L’ultimo appuntamento performativo si rivela quello più efficace nel condensare riflessioni ed esperimenti sulle possibilità di interazione tra forme, linguaggi e piani narrativi differenti. Non troverete nulla di me in questo film, prodotto da Ateliersi, è il cineconcerto ideato e diretto da Cosimo Terlizzi che ripercorre l’avventura umana legata alla prima ed unica esperienza cinematografica della divina Eleonora Duse. Cenere, film muto del 1916 dal romanzo di un’altra donna modernissima quale Grazia Deledda, fu un insuccesso. La proiezione della pellicola vive un’inedita tridimensionalità grazie alle sonorizzazioni dal vivo di Luca Maria Baldini e alla voce di Fiorenza Menni: in piedi, rivolta verso lo schermo, la figura potente seppur discreta, in controluce, della Menni si fonde con l’effige muta di una Duse intensa, moderna eppure incredibilmente fragile.

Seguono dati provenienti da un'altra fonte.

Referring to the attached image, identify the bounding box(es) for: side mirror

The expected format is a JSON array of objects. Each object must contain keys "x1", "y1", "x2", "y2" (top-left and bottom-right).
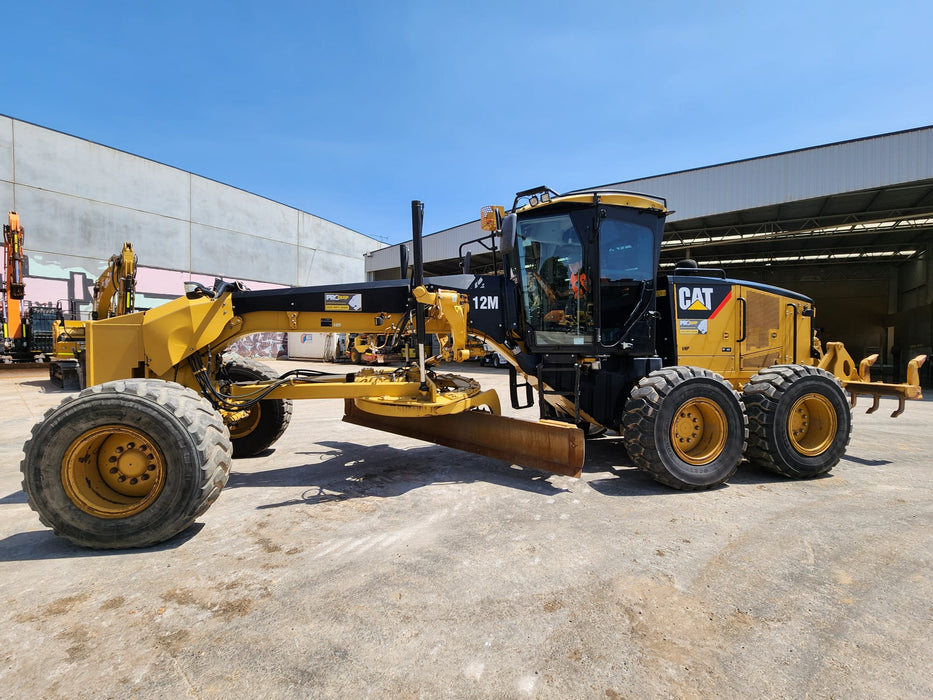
[
  {"x1": 398, "y1": 243, "x2": 408, "y2": 279},
  {"x1": 499, "y1": 214, "x2": 518, "y2": 255}
]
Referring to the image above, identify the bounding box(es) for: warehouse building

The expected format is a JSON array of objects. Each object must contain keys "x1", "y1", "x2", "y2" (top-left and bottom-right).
[{"x1": 366, "y1": 127, "x2": 933, "y2": 386}]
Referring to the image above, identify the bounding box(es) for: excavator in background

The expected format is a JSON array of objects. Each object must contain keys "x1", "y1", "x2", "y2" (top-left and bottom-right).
[
  {"x1": 49, "y1": 242, "x2": 138, "y2": 389},
  {"x1": 0, "y1": 211, "x2": 62, "y2": 364},
  {"x1": 21, "y1": 187, "x2": 924, "y2": 548},
  {"x1": 0, "y1": 211, "x2": 26, "y2": 355}
]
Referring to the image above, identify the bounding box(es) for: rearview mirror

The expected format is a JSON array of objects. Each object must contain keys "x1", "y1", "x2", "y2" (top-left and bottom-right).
[{"x1": 499, "y1": 214, "x2": 518, "y2": 255}]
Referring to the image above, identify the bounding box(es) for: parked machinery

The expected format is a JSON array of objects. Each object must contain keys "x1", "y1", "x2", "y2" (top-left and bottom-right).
[
  {"x1": 22, "y1": 188, "x2": 922, "y2": 548},
  {"x1": 49, "y1": 242, "x2": 138, "y2": 389}
]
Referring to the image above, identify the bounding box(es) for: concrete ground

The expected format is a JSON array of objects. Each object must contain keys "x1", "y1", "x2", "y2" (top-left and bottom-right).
[{"x1": 0, "y1": 362, "x2": 933, "y2": 698}]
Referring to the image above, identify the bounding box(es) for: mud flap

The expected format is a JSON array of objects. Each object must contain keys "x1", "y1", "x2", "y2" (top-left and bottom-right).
[{"x1": 343, "y1": 399, "x2": 584, "y2": 478}]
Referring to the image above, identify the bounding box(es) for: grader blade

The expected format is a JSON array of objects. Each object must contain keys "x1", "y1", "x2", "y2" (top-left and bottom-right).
[{"x1": 343, "y1": 399, "x2": 584, "y2": 478}]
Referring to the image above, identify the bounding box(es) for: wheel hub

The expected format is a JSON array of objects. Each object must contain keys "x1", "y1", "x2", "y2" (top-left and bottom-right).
[
  {"x1": 671, "y1": 398, "x2": 727, "y2": 466},
  {"x1": 62, "y1": 425, "x2": 165, "y2": 518},
  {"x1": 787, "y1": 394, "x2": 838, "y2": 457}
]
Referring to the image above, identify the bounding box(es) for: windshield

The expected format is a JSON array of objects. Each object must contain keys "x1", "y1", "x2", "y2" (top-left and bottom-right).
[
  {"x1": 518, "y1": 211, "x2": 594, "y2": 346},
  {"x1": 516, "y1": 206, "x2": 659, "y2": 350},
  {"x1": 599, "y1": 218, "x2": 657, "y2": 346}
]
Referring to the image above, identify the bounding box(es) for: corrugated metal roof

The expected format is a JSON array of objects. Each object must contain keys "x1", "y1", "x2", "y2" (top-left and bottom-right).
[
  {"x1": 366, "y1": 126, "x2": 933, "y2": 272},
  {"x1": 611, "y1": 127, "x2": 933, "y2": 221}
]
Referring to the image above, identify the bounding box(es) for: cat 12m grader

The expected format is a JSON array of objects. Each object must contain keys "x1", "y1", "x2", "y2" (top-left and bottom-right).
[{"x1": 22, "y1": 187, "x2": 923, "y2": 548}]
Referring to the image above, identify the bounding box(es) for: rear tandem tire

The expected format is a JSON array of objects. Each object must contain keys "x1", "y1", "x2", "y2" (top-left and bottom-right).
[
  {"x1": 20, "y1": 379, "x2": 231, "y2": 549},
  {"x1": 622, "y1": 367, "x2": 748, "y2": 491},
  {"x1": 224, "y1": 355, "x2": 292, "y2": 459},
  {"x1": 742, "y1": 365, "x2": 852, "y2": 479}
]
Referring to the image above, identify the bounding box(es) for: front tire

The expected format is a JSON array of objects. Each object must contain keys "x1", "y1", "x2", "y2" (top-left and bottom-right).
[
  {"x1": 622, "y1": 367, "x2": 748, "y2": 491},
  {"x1": 742, "y1": 365, "x2": 852, "y2": 479},
  {"x1": 20, "y1": 379, "x2": 231, "y2": 549}
]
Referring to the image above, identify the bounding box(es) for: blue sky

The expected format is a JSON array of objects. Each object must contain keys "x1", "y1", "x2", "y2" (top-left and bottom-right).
[{"x1": 0, "y1": 0, "x2": 933, "y2": 242}]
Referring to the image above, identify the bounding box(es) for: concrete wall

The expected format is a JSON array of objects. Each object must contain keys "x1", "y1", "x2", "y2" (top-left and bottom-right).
[{"x1": 0, "y1": 116, "x2": 381, "y2": 318}]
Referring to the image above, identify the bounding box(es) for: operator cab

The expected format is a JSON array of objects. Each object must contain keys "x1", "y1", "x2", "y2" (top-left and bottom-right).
[{"x1": 506, "y1": 188, "x2": 667, "y2": 355}]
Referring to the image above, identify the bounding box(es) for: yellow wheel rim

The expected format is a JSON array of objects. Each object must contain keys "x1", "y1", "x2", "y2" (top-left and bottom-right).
[
  {"x1": 671, "y1": 399, "x2": 728, "y2": 466},
  {"x1": 62, "y1": 425, "x2": 165, "y2": 518},
  {"x1": 227, "y1": 403, "x2": 262, "y2": 440},
  {"x1": 787, "y1": 394, "x2": 838, "y2": 457}
]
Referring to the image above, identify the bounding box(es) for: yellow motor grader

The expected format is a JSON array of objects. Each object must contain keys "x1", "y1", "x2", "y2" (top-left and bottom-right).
[{"x1": 22, "y1": 187, "x2": 923, "y2": 548}]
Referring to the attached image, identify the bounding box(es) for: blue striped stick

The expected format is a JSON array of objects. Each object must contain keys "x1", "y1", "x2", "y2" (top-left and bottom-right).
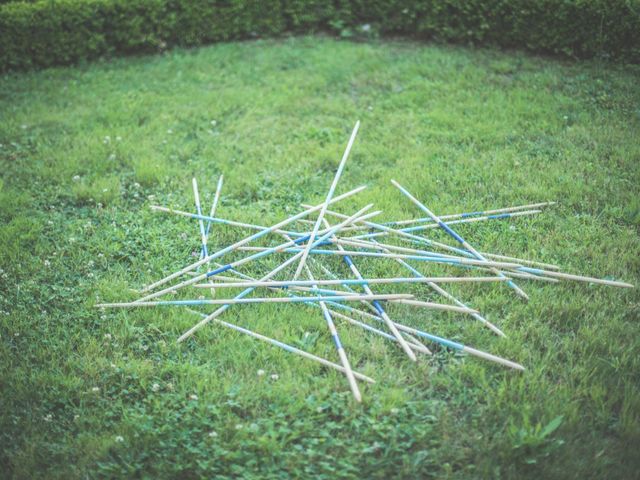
[
  {"x1": 95, "y1": 293, "x2": 413, "y2": 308},
  {"x1": 302, "y1": 203, "x2": 558, "y2": 269},
  {"x1": 187, "y1": 308, "x2": 375, "y2": 383},
  {"x1": 232, "y1": 246, "x2": 522, "y2": 268},
  {"x1": 391, "y1": 179, "x2": 529, "y2": 300},
  {"x1": 178, "y1": 207, "x2": 382, "y2": 342},
  {"x1": 338, "y1": 237, "x2": 558, "y2": 282},
  {"x1": 136, "y1": 204, "x2": 380, "y2": 302},
  {"x1": 383, "y1": 202, "x2": 556, "y2": 226},
  {"x1": 149, "y1": 205, "x2": 308, "y2": 237},
  {"x1": 191, "y1": 177, "x2": 208, "y2": 266},
  {"x1": 373, "y1": 240, "x2": 506, "y2": 337},
  {"x1": 327, "y1": 302, "x2": 525, "y2": 370},
  {"x1": 304, "y1": 265, "x2": 362, "y2": 402},
  {"x1": 322, "y1": 218, "x2": 418, "y2": 362},
  {"x1": 200, "y1": 175, "x2": 224, "y2": 259},
  {"x1": 203, "y1": 264, "x2": 431, "y2": 354},
  {"x1": 142, "y1": 186, "x2": 366, "y2": 292},
  {"x1": 293, "y1": 120, "x2": 360, "y2": 280},
  {"x1": 352, "y1": 210, "x2": 542, "y2": 238}
]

Ne ascoltiamo i pensieri, i desideri, le aspettative deluse dalla “Belva”, la macchina cinematografica. Le parole che provengono dalle cronache dell’epoca e dai carteggi della Divina si fanno corpo presente, aleggiano attorno alla sua immagine proiettata, restituendoci l’umanità di una donna mitizzata, austera, eppure tenera nel fallimento. I suoni dal vivo in dialogo con le musiche di Baldini dilatano la percezione, nel potente contrasto stilistico e temporale tra sonorità elettroniche e immagini remote, giudicate “didascaliche” già da chi vide il film all’epoca della sua uscita. Un cortocircuito, una trance onirica grazie alla quale la Duse parla oggi e ammonisce lo spettatore alla ricerca di un’unica testimonianza visiva della sua grandezza: niente di lei, né la sua voce, né la sua modernità, il suo anticonformismo, niente troverà in quel film.
Lo scorrere del tempo sardo, lento e insieme concitato, consegna agli allievi e alle allieve del campus una promessa da mantenere: abitare il mondo come hanno abitato quel luogo. Dal loro percorso sono nati 17 cortometraggi, paesaggi interiori in piano sequenza. Proiettati durante la serata conclusiva del festival, si sono naturalmente allineati in una drammaturgia spontanea e coesa: il dentro che guarda fuori, il fuori che risuona dentro, sollecitando domande, memorie, dubbi che l’arte sublima e trasforma in possibilità. Protagonista il borgo, vivo nel suo deserto, selvaggio e silente nel cuore della Sardegna, questa terra femmina, madre, semplice e intensa come i sapori della sua cucina. Lasciato il borgo, ci si aspetta di tornarvi, magari scoprendo che i semi gettati dal festival MusaMadre, solo all’inizio della sua fioritura, lo avranno popolato di nuova vita, nuove storie, nuovi spettatori. Lo spiega bene Grazia, nel suo corto-“paesaggio” : «Le storie sono tutte uguali, ma solo grazie agli altri esistono».